A small smile. “It is not the name I was born with. Nor were the other names you have heard given my associates by their parents.” The smile vanished. “Now answer the question.”
“I don't know,” Karl said. “I tried to get through the opening your men made, but I was too late. Yet somehow I went through anyway.”
And how
did
your men make that opening?
he wanted to ask. They were Commoners, so they must have used an enchanted device of some kind, but he would have sworn, and he thought Tagaza would have backed him up, that no mage now living could create such a device.
“Can the Heir move through the Lesser Barrier at will?” Vinthor said.

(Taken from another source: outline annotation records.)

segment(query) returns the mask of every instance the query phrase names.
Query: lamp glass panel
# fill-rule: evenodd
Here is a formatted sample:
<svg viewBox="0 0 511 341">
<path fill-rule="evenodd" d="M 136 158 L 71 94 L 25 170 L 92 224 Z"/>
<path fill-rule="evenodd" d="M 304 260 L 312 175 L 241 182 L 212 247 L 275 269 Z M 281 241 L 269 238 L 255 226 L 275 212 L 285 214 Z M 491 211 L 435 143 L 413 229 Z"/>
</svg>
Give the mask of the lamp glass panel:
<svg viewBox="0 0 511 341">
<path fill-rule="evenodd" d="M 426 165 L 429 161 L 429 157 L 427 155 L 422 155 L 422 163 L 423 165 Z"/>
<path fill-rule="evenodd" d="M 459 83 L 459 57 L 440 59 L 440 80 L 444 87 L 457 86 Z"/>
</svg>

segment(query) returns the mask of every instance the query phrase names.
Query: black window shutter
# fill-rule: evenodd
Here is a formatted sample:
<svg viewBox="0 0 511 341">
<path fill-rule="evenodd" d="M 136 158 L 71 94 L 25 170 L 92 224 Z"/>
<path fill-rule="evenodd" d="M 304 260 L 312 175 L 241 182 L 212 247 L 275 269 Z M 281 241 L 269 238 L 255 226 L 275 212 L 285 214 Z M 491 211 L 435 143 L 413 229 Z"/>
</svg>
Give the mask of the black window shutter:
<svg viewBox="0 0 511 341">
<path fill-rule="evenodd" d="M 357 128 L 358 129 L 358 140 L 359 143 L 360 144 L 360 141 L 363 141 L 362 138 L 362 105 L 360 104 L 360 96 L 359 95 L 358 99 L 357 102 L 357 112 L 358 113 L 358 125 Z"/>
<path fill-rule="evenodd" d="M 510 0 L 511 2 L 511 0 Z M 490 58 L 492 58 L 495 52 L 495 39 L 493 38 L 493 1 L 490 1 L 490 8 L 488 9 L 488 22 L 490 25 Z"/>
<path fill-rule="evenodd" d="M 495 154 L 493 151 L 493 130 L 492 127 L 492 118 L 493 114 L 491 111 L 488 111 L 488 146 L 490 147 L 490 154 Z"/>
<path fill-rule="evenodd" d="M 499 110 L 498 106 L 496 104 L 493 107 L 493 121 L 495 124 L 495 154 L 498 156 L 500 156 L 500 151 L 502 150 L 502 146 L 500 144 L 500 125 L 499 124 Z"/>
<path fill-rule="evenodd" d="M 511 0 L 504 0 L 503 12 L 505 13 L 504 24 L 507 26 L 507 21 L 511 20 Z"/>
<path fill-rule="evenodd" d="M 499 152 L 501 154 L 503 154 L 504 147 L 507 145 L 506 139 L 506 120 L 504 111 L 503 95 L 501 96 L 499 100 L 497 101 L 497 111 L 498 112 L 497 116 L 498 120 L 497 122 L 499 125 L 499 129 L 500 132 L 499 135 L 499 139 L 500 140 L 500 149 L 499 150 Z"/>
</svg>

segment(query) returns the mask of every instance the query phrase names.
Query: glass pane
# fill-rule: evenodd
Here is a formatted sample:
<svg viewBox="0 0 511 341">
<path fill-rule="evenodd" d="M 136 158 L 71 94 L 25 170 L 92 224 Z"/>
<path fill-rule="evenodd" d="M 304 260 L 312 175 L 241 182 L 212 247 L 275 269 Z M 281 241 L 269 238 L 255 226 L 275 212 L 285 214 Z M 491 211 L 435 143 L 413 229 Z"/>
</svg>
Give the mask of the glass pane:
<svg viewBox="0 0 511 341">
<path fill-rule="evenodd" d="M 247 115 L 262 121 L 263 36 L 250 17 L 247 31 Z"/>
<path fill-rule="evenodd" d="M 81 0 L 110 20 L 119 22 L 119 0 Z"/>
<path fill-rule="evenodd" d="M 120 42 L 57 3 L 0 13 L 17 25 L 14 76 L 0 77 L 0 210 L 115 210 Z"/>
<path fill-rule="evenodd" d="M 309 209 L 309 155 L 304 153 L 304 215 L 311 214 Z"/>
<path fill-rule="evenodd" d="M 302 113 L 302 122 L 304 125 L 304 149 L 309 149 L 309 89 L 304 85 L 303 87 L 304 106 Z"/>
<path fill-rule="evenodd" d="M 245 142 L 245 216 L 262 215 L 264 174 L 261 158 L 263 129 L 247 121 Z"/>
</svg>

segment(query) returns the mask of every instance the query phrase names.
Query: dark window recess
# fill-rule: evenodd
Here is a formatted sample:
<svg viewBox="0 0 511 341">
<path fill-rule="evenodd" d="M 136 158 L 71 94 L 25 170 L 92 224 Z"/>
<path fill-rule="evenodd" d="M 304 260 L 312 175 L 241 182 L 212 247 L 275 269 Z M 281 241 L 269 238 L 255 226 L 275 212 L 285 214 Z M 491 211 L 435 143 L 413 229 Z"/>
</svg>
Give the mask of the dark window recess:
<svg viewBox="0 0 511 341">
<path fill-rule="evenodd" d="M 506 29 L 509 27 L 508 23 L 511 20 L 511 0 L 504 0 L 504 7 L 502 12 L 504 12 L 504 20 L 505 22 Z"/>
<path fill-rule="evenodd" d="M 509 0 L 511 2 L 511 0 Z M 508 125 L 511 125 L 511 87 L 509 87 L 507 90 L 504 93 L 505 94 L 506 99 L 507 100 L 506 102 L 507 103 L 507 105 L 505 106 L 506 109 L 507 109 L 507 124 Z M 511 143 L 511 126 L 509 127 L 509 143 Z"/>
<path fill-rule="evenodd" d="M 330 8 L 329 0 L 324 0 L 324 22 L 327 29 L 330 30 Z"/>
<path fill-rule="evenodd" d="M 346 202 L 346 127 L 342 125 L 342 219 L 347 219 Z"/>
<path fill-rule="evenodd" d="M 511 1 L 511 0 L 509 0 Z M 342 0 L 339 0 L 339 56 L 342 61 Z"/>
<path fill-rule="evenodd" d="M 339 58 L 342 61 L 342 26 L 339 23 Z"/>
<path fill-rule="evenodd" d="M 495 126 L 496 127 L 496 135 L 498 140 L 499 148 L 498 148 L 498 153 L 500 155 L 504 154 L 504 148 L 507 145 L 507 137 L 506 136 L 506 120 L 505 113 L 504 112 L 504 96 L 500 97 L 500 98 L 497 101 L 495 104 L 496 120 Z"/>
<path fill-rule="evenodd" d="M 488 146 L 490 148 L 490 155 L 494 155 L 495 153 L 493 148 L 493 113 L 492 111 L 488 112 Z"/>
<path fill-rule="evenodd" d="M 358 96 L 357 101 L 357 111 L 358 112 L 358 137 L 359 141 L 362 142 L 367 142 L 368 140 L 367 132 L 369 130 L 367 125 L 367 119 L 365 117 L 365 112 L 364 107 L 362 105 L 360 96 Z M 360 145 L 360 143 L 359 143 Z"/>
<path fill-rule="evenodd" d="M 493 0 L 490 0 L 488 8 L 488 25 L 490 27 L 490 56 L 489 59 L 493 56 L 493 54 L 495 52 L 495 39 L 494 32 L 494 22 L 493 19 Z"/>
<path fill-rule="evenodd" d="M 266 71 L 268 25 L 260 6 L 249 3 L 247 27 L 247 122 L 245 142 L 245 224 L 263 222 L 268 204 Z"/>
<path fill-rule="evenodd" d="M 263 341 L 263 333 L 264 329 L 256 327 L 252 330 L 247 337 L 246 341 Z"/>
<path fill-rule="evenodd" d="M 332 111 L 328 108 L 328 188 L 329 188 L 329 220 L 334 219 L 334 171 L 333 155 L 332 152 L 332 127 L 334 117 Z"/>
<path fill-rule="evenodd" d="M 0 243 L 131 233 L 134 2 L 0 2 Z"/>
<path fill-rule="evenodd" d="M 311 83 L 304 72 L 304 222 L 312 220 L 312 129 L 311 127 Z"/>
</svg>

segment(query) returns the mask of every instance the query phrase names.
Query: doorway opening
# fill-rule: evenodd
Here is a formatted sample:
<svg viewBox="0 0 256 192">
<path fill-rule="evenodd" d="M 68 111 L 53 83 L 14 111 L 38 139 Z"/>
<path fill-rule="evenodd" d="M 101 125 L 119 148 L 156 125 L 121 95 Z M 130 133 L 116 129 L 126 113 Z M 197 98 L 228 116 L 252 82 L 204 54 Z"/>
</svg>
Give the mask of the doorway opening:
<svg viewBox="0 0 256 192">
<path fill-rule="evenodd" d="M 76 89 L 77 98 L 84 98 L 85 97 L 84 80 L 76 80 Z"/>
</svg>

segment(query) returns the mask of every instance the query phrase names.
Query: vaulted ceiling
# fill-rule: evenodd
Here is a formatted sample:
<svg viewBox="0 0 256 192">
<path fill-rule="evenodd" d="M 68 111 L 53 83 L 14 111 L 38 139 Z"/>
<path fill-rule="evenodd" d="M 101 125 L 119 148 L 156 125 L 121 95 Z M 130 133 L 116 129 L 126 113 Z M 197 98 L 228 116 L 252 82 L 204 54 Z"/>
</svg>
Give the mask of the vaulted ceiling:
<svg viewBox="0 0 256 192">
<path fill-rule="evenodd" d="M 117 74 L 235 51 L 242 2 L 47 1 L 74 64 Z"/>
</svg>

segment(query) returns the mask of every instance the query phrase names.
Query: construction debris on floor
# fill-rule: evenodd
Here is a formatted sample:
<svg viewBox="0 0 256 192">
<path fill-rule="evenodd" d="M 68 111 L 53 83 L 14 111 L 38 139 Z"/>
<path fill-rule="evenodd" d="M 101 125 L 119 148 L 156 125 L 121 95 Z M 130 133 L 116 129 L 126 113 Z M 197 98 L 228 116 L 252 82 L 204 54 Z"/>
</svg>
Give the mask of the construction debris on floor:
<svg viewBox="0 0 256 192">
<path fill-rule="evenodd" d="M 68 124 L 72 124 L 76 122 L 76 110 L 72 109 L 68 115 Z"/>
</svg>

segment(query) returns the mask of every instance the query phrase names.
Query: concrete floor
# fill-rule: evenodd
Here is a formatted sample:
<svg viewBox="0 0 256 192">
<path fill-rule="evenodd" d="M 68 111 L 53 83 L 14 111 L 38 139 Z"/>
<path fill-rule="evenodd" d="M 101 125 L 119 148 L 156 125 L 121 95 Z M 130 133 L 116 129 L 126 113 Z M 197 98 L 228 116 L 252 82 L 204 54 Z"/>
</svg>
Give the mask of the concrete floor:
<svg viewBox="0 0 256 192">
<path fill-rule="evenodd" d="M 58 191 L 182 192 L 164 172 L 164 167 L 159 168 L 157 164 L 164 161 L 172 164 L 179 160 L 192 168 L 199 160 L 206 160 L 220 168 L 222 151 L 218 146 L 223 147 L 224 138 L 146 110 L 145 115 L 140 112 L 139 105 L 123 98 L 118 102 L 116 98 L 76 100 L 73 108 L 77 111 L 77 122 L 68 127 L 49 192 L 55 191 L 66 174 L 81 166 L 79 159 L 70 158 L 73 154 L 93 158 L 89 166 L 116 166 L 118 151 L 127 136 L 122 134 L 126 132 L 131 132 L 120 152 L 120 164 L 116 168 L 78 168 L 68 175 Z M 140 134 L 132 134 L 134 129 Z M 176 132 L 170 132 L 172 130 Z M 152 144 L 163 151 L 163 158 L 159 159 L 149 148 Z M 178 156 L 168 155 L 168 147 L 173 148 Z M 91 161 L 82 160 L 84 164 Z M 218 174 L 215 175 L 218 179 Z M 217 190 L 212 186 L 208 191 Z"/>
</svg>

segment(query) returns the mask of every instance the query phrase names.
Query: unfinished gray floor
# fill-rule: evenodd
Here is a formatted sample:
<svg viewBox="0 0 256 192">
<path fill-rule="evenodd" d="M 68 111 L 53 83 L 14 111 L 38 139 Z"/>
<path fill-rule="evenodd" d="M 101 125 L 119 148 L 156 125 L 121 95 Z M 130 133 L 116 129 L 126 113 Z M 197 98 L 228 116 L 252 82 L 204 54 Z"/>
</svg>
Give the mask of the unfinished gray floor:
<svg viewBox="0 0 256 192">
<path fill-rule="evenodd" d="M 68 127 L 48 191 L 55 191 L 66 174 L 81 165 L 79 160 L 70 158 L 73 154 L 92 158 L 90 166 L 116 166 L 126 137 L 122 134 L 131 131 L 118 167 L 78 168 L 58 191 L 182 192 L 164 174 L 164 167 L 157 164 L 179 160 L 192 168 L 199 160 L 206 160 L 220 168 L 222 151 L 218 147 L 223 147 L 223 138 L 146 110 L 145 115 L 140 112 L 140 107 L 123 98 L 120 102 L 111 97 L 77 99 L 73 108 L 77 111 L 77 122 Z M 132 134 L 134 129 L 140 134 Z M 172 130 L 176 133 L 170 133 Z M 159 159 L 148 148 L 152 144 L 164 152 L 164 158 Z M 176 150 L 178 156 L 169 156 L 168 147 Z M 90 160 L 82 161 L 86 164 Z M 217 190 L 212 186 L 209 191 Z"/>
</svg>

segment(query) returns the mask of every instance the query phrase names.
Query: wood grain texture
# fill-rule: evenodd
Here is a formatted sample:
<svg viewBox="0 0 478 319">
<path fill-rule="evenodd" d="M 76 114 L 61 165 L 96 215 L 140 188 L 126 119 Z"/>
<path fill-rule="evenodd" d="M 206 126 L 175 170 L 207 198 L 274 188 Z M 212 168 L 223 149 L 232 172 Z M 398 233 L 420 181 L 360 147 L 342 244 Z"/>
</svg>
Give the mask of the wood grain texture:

Karl shook his head. “I have never heard of it.” But in the back of his mind came the thought that perhaps, just perhaps, slipping through the Lesser Barrier was all one with his strange ability to cancel out minor spells and make enchanted objects stop working. But he wasn't about to say anything about
that
to Vinthor.
“‘For even the wisest, the wide world holds endless mysteries and wonder,' “ Vinthor said, and it took Karl a second to figure out why that sounded familiar. It was a quotation from
The Eagle Falls
, one of Verdsmitt's earliest but still most popular plays.
Was Verdsmitt this mysterious Patron, then? But Falk had arrested him. Surely the Patron would not have allowed himself to be captured by the Minister of Public Safety!
Unless there was some reason he
needed
to be inside the Palace . . .
“Could your father have died this very evening, making you King without your knowing it?” Vinthor continued. He asked the question softly, but there was some hidden depth to it that Karl couldn't fathom. “Perhaps the King has the power to pass through the Barrier.”
“I've never heard that, either,” said Karl. “And when my father dies, I
will
know it.”
“Hmmm.” Vinthor glanced at the fire for a moment, thinking. Karl closed his eyes and pounded his fists silently on his legs, willing the agony in his feet to retreat. It didn't work.
Jopps bustled in with a plate piled with slices of bread, cheese, and meat of some kind, though Karl couldn't quite decide what it was aside from gray and slightly slimy. Jopps went out again, returning in a moment gripping four mugs by their handles with one hand and an open wine bottle with the other. He slopped wine into the mugs, put the empty bottle aside, and went to the door, opening it to hand one of the mugs to Denson in the darkness beyond; then he closed the door again, picked up his own mug, and plopped down on the chair closest to the fire, between Vinthor and Karl. Placing a piece of cheese and a piece of meat between two slices of the bread, he ate noisily, apparently oblivious to both his leader and the Prince.